Each of these books comes from a different perspective. The mindset of the preacher in the first book is that of a raw, bold and fearless crusader with rash and lofty ideals, demanding to be educated, and using gut instincts and spiritual nerves of steel to pull people out of the depths of depravity. The mindset of the authors of the second book is to provide a methodology which is scholarly, measured, and practical. Both books reveal the necessity for those of us in this kind of ministry to pray for the gifts of patience and long-suffering.

Believing that the Great Commission must be the main thrust of our own ministry, we did not set out to be a social agency. But we do want to make ourselves available to help those people whom the Lord brings our way to work towards developing a godly lifestyle. We pray that being spirited and audacious as led by the Holy Spirit, tempered with caution and prudence, will enable us to be of greatest benefit in the modern world, bringing glory to our Saviour.

To walk with us in this effort the Lord has been gracious in bringing us a new family which recently moved into Georgia. Lieutenant Chris Meyers, his wife and four young children have been driving up approximately every two weeks from his new duty station, Ft. Benning, in the western part of the state. It takes about two hours to drive to Atlanta, so it is not something he is able to undertake with his family every week. Chris is a wonderful addition to our team as he brings an abundance of energy and a variety of skills. Please take a look at the website he has created for us at atlanta-rpc.org (no www). Having recently been licensed to preach by Alleghenies Presbytery he also filled the pulpit for Pastor Frank on one occasion. His wife Misty and the children have also been a blessing to the ministry.

Given the large numbers of children we have been attracting, Miss Amy and Miss Jerusha decided it would be helpful to split the Sunday school class into two, with Miss Amy teaching the older children and Miss Jerusha the younger. While the idea is a good one, the occasional exuberance of the younger children can disrupt the older class. Hence it is becoming more and more desirable to find a more capacious location.

In addition, Miss Michele is teaching a lady in the group to read and write, so we actually have three lessons going on simultaneously in the same room. When all three classes are quietly and studiously engaged, one can enjoy the heartwarming warble of a harmonious hubbub.

We are looking forward to hosting a short-term missions team for the fifth year running. Two young men will be joining us for 2½ weeks in June, with one of them staying for an additional four weeks. The plan is that, for a large part of the time, they will be living in an apartment in the area in which we minister in order to give them the opportunity to get to know some of the residents more intimately. They will, as in the past, run something akin to a Vacation Bible Study for the children and will also have a prayer table set up in the heart of the Bluff.

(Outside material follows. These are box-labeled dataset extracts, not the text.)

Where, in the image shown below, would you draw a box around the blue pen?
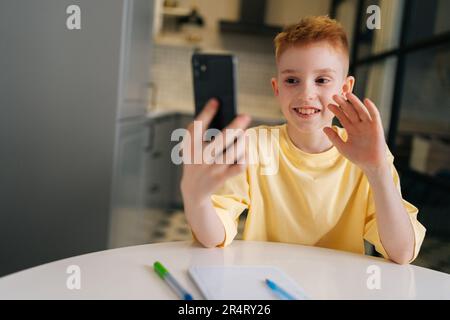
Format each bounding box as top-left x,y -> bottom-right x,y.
153,261 -> 194,300
266,279 -> 297,300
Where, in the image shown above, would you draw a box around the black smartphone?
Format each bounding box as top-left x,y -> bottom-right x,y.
192,52 -> 237,130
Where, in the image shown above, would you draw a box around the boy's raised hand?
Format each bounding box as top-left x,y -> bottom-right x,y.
324,93 -> 387,172
181,99 -> 251,203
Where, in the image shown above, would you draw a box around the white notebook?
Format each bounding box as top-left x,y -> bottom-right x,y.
189,266 -> 307,300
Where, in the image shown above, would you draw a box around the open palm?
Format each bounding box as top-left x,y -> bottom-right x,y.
324,93 -> 386,171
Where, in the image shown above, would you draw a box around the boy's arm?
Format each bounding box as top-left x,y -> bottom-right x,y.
324,93 -> 415,264
365,166 -> 415,264
183,192 -> 225,248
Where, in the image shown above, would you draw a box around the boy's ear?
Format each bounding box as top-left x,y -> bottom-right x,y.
342,76 -> 355,94
270,78 -> 280,97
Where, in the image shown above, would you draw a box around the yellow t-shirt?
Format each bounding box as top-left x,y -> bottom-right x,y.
211,125 -> 425,259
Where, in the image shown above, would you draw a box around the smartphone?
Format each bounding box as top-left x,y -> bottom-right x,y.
192,53 -> 237,130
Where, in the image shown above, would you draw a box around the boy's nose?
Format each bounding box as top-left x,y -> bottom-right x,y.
297,85 -> 317,102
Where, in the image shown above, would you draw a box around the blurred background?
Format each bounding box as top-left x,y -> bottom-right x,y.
0,0 -> 450,276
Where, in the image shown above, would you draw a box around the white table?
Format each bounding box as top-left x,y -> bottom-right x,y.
0,241 -> 450,299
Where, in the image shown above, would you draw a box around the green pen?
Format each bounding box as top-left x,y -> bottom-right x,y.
153,261 -> 194,300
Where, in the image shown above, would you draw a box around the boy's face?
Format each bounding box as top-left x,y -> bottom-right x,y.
272,42 -> 354,133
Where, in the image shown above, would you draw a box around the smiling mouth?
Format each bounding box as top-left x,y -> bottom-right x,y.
292,107 -> 321,117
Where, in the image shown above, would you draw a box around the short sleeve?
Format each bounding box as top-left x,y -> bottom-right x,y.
364,152 -> 426,262
211,169 -> 250,247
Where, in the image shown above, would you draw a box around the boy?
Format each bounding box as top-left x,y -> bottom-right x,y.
181,17 -> 425,264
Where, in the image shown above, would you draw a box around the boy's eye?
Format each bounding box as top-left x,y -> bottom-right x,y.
285,78 -> 298,84
316,78 -> 331,84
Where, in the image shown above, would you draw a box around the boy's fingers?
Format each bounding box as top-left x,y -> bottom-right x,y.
208,115 -> 251,156
333,94 -> 361,123
364,98 -> 380,121
328,103 -> 352,130
188,98 -> 219,132
323,127 -> 345,152
346,93 -> 372,121
222,114 -> 252,133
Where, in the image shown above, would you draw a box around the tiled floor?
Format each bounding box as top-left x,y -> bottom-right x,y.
149,211 -> 450,274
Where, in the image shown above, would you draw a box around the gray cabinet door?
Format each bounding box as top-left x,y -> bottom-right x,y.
173,114 -> 194,208
118,0 -> 153,119
146,115 -> 176,209
109,118 -> 147,248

Please pray for this intense outreach effort: that it will be effective in introducing our ministry to the residents of the area, and that the fruits from that effort will be of use in the future.

Other prayer requests comprise “The Five P’s”, namely:

1. for an increasing culture of Prayer among our team members,

2. for more Personnel to come alongside us to support us in this growing effort,

3. for a 15-seat People-mover,

4. for a more commodious Place in which to hold worship and Sabbath school,

5. for Property of our own (eventually) to use for both worship and ministry activities.

Thank you for your continued interest in Atlanta Presbyterian Fellowship. May the Lord be pleased to bless your own ministries as we all strive to advance his Kingdom in this broken world.